L'autocoscienza in questa teoria si forma nella relazione intersoggettiva di un essere umano con altri esseri umani, cioè dipende dalla comprensione dei significati. Qui l'interazione stessa pone il problema costante di controllarsi per poter controllare la reazione degli altri. È possibile “acquisire consapevolezza di sé” – dice Axel Honneth spiegando George H. Mead – solo quando il bambino “impara la propria azione dalla prospettiva dell'altro”. L'“io” è formato da un “me” riflessivo; arriva al bambino attraverso un non-io, attraverso un altro, sua madre e gli altri suoi parenti.
Se l'autocoscienza del bambino avviene attraverso l'educazione, prima in famiglia e poi soprattutto a scuola, sotto le determinazioni, sia pure indirette, della socialità del capitale, la responsabilità dell'emergere nel bambino di un Io ideale fantasmatico, di narcisismo, ecc. va ricercata non in una “fase dello specchio”, ma in queste determinazioni socio-metaboliche – anche se mediate dalla famiglia. Nelle condizioni della società odierna, la famiglia non è per se stessa come si potrebbe pensare, ma è per gli altri, cioè per consentire la riproduzione del capitale. E di questo si deve tenere conto per comprendere la psiche dell'individuo sociale così come si è sviluppato nei tempi moderni.

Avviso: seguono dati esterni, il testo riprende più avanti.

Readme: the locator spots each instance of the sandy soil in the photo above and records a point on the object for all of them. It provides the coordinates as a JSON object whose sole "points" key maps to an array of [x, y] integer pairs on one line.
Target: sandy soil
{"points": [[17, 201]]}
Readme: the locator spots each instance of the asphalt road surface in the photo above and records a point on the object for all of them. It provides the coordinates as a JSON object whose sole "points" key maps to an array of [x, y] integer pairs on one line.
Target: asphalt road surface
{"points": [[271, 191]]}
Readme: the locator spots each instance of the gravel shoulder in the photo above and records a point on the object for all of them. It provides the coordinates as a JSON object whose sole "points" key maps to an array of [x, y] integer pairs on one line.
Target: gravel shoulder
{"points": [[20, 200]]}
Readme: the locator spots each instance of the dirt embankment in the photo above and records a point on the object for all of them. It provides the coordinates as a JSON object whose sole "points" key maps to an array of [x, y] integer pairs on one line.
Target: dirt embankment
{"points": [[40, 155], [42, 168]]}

* Eleuterio FS Prado è professore ordinario e senior presso il Dipartimento di Economia dell'USP. Autore, tra gli altri libri, di Dalla logica della critica dell'economia politica (lotte anticapitali).
note:
[I] Il termine “soggetto” compare undici volte nel testo di Lo Stadio degli Specchi. Come è noto, il soggetto, però, non coincide con l'Io. Lacan, come sappiamo, svilupperà la sua nozione di soggetto solo più tardi, quando elaborerà ciò che chiama simbolico. Esisterebbe, tuttavia, un soggetto senza ego?

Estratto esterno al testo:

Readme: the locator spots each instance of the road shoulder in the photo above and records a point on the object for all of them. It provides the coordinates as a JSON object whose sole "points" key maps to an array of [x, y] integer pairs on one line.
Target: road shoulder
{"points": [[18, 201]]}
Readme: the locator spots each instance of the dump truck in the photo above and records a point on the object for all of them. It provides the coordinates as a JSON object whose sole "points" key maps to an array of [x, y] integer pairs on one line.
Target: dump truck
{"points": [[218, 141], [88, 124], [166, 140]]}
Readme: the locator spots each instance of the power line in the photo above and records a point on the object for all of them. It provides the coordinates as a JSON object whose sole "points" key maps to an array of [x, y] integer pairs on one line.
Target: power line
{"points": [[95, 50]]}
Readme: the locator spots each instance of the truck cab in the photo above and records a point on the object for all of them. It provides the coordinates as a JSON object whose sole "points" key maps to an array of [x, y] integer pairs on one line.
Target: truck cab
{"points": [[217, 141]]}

[Ii] Come è noto, i primi modelli di specchi iniziarono ad apparire intorno a 5 anni fa, nell'antica Sumeria, l'attuale Iraq. Realizzati in lastre di bronzo sabbiate, gli specchi non riflettevano immagini molto nitide a causa del materiale utilizzato per la loro fabbricazione.
[Iii] L’“autocoscienza” è, come è noto, una categoria hegeliana. È certo che Lacan è stato molto influenzato dall'esposizione del capitolo che presenta questa categoria nel Fenomenologia dello spirito. Sandrine Aumercier – dentro Lacan, un hegeliano? – informa quanto segue: “I prestiti di Hegel provengono più da Kojève che da Hegel. Ed è molto probabile che Lacan non abbia letto altro che la Fenomenologia dello Spirito, forse anche solo la 'dialettica del padrone e dello schiavo'”.
[Iv] Vedi Jameson, Fredric – Immaginario e simbolico in Lacan. In: Il lettore Jameson. Ed. Michael Hardt e Kathi settimane. Blackwell, 2000, pag. 89-93 (https://amzn.to/3EpKze4).
[V] Cfr. Lynch, Richard A. – Lo specchio alienante: verso una critica hegeliana a Lacan sulla formazione dell'Io. In: studi umanistici, vol. 31, 2008, pag. 209-221.
[Vi] Di più, per Hegel non esiste coscienza senza lavoro e senza conflitto sociale, poiché queste due mediazioni più quella del linguaggio sono costitutive dell’umano. Peter Dews, nella sua critica a Lacan, afferma di prendere le distanze da Hegel perché, per il filosofo tedesco, “il linguaggio è l'esistenza dell'autocoscienza per gli altri… che è immediatamente presente” nella psiche dei parlanti. Vedi Dews, Peter – Logiche di disintegrazione. Verso, 2007, pag. 72.
[Vii] Cfr. Sales, Léa S. – Posizione dello stadio specchio nella teoria dell'immaginario di Lacan. Giornale del Dipartimento di Psicologia, UFF, vol. 17 (1), gen./giu. dal 2005.
[Viii] Horkheimer, Max- Teoria tradizionale e teoria critica. La collezione dei pensatori. Aprile Culturale, 1975.